Within this window, you can use your mouse to navigate around. The mouse wheel zooms you in and out to a section of the display. You can click and drag the view port to different sections of the isotope display. Once you find the isotope you're interested in, right-click on the given square to see more details on the left-hand side of the window. Here, you can find out about the number of nucleons, the half-life if the isotope is unstable, as well as the relative abundance. For those isotopes that are unstable, the display is color-coded based on the type of radiation that the radioactive element emits.
Clicking Tools→Plot Data opens yet another new window where you can select various characteristics of the elements and plot them. This is helpful for those who process information better visually. You can select from atomic number, atomic mass, electro negativity, melting point, boiling point, atomic radius or covalent radius as the potential data sources. You then can select which elements you want to be plotted.
Figure 5. For those who are more visual, you easily can plot relationships between various characteristics of the elements.
Kalzium is also handy for new chemistry students. It includes a glossary and a table of definitions. The glossary explains terms relevant to both knowledge and tools.
Figure 6. If you are new to chemistry, you can use the glossary to learn more about the domain-specific jargon you're likely to encounter.
One slightly odd thing I noticed was that I had to double-click the label in the left-hand pane in order to have the contents actually be displayed in the right-hand pane. If you are particularly new to science, you may not know Greek symbols or size prefixes for numbers. If that's the case, click Tools→Tables. This way, you easily can get reminders about what a hectometer, for instance, works out to be.
The last section I want to look at is the group of calculators Kalzium provides. Click Tools→Perform Calculations to open a new window. You can do calculations on molecular mass, concentration, nuclear information, gas information, titration or equation balancing. In the molecular mass calculator, you can enter a chemical formula and have it calculate the total molecular mass.
Figure 7. Kalzium can figure out the mass of a given molecular formula.
In some cases, you'll have larger units of molecules, especially in organic chemistry. In those situations, you can create aliases of these units, such as alcohols or benzene rings, making it easier to create your molecular formula. The second calculator figures out concentrations, in moles, for given amounts of solute and solvent. Here, you can adjust the various amounts of both the solvent and the solute to figure out what concentration you end up with.
Figure 8. Kalzium provides a calculator to help you figure out the molarity for a given solution.
The third calculator is the nuclear calculator. With this, you can select an isotope, with its isotope mass and its half-life. You then can solve for either an initial amount, a final amount or the time to get between an initial and a final amount.
Figure 9. You can figure out how long a given piece of radioactive material will hang around.

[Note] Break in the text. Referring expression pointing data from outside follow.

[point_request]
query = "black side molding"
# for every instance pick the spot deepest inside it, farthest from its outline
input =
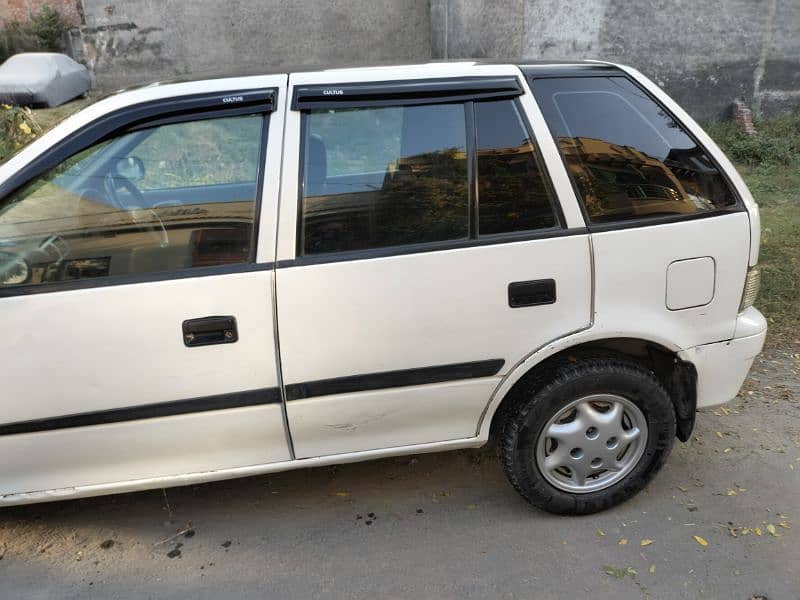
(147, 411)
(392, 379)
(386, 93)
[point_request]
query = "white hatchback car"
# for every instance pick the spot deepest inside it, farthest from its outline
(207, 280)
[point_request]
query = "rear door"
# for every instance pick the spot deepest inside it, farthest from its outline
(671, 237)
(137, 294)
(422, 254)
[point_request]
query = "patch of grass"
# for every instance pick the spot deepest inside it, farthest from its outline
(777, 141)
(780, 265)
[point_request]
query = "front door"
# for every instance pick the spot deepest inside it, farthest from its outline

The fourth calculator takes the gas law and dynamically calculates the other values when you change one of the values. Kalzium lets you play with the temperature, pressure and volume, given the set of gas parameters molar mass and number of moles. This can be useful when you first start to study how gases respond to temperature and pressure changes.

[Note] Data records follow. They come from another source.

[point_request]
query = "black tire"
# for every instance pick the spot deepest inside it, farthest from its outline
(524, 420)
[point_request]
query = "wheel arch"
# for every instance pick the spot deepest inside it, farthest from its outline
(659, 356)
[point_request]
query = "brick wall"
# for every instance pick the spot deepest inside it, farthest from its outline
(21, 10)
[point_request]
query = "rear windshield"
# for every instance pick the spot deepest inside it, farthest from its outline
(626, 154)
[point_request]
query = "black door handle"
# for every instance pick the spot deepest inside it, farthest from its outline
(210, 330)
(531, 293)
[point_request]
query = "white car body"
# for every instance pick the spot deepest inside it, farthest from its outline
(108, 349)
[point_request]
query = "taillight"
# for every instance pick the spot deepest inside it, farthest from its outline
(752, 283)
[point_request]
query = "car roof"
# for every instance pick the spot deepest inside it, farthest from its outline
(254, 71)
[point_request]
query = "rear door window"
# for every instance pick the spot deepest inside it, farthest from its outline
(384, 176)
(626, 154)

Figure 10. Kalzium provides a calculator that simplifies the calculations defined by the gas law.
The fifth calculator provides titration calculations. You can enter experimental values of pH and volume, and then Kalzium will try to plot the inputs and figure out a theoretical equation.
Figure 11. If you are studying acids and bases, Kalzium provides a titration calculator.
The last calculator is the equation-solver. You can provide a chemical equation, where you enter unknowns as lower-case letters placed in front of the element symbols. When you click the calculate button, Kalzium will figure out what value those lower-case variables should have.
Figure 12. Kalzium can take a given chemical equation and figure out missing values to make the equation balance.
I hope Kalzium comes in handy for you. I think it would be especially helpful for students just getting started in chemistry.
—Joey Bernard